Abstract

The effects of differences in the rate and composition of intravenous fluid replacement for urine loss on the pharmacokinetics and pharmacodynamics of torasemide were evaluated in rabbits. Each rabbit received 2-h constant intravenous infusion of 1 mg kg(-1) torasemide with 0% replacement (treatment 1, n=6), 50% replacement (treatment 2, n=9), 100% replacement with lactated Ringer's solution (treatment 3, n=8), and 100% replacement with 5% dextrose in water (treatment 4, n=6).
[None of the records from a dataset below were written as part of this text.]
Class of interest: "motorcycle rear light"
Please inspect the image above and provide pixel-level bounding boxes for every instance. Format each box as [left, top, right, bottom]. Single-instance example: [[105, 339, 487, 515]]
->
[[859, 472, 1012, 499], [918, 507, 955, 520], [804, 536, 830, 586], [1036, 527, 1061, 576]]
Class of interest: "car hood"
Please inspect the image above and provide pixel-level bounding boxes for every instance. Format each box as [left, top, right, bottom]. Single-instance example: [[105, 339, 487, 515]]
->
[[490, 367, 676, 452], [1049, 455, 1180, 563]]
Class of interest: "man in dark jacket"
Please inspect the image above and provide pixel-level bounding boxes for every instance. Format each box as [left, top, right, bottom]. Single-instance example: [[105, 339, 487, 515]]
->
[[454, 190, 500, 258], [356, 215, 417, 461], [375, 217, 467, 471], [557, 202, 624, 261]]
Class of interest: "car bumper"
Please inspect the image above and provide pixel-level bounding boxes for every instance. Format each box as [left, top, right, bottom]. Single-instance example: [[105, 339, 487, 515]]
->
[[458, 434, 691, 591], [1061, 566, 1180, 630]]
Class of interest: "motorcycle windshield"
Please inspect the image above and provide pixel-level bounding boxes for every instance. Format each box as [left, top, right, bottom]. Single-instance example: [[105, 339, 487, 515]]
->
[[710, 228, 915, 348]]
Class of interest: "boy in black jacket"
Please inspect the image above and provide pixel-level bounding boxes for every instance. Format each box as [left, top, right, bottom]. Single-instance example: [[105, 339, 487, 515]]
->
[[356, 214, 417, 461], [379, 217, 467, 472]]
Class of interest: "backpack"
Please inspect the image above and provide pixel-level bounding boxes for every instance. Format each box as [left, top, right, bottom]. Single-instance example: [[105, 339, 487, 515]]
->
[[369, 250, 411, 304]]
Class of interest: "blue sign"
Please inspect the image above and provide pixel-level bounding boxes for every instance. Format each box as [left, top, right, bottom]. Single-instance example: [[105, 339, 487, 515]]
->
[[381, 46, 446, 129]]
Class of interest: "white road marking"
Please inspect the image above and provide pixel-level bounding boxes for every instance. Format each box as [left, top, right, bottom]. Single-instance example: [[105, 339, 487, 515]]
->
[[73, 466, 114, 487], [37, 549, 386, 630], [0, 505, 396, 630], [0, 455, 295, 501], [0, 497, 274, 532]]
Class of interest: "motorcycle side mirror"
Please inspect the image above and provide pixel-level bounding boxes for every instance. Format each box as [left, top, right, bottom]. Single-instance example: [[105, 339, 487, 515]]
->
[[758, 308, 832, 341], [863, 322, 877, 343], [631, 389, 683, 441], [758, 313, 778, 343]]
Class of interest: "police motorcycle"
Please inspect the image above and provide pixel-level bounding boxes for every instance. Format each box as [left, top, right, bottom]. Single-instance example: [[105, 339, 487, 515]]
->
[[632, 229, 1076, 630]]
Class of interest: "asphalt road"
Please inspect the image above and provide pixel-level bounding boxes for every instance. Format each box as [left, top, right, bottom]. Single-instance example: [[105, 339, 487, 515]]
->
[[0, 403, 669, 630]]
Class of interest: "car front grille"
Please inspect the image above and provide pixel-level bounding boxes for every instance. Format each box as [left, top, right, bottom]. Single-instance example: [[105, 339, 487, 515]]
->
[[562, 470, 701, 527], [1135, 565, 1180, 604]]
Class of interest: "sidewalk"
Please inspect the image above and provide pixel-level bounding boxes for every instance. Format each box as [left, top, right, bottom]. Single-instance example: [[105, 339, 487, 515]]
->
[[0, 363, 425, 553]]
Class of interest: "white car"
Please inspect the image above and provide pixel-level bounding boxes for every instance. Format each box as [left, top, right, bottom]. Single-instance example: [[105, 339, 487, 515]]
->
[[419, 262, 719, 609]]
Total body (4.53, 5.72, 10.0 and 4.45 mL min(-1) kg(-1) for treatments 1-4, respectively) and renal clearance (1.44, 1.87, 6.78 and 1.72 mL min(-1) kg(-1)) of torasemide, and total amount of unchanged torasemide excreted in 8-h urine (A(e 0-8 h): 694, 780, 1310 and 1040 microg) in treatment 3 were considerably faster and greater compared with treatments 1, 2 and 4. Although the difference in A(e 0-8 h) between treatments 1 and 3 was only 88.8%, the diuretic and/or natriuretic effects of torasemide were markedly different among the four treatments. For example, the mean 8-h urine output was 101, 185, 808 and 589 mL for treatments 1-4, respectively, and the corresponding values for sodium excretion were 10.1, 20.6, 89.2 and 29.9 mmol, and for chloride excretion were 14.5, 27.9, 94.0 and 37.2 mmol. Although full fluid replacement was used in both treatments 3 and 4, the 8-h diuretic, natriuretic and chloruretic effects in treatment 3 were significantly greater compared with treatment 4, indicating the importance of the composition of fluid replacement. Both treatments 1 and 4 received no sodium replacement, however, the 8-h diuretic, natriuretic and chloruretic effects were significantly greater in treatment 4 compared with treatment 1, indicating the importance of rate of fluid replacement for the diuretic effects. Therefore, the 8-h diuretic, natriuretic and chloruretic effects were significantly greater in treatment 3 compared with treatments 1, 2 and 4, indicating the importance of full fluid and electrolyte replacement. Some implications for the bioequivalence evaluation of dosage forms of torasemide are discussed.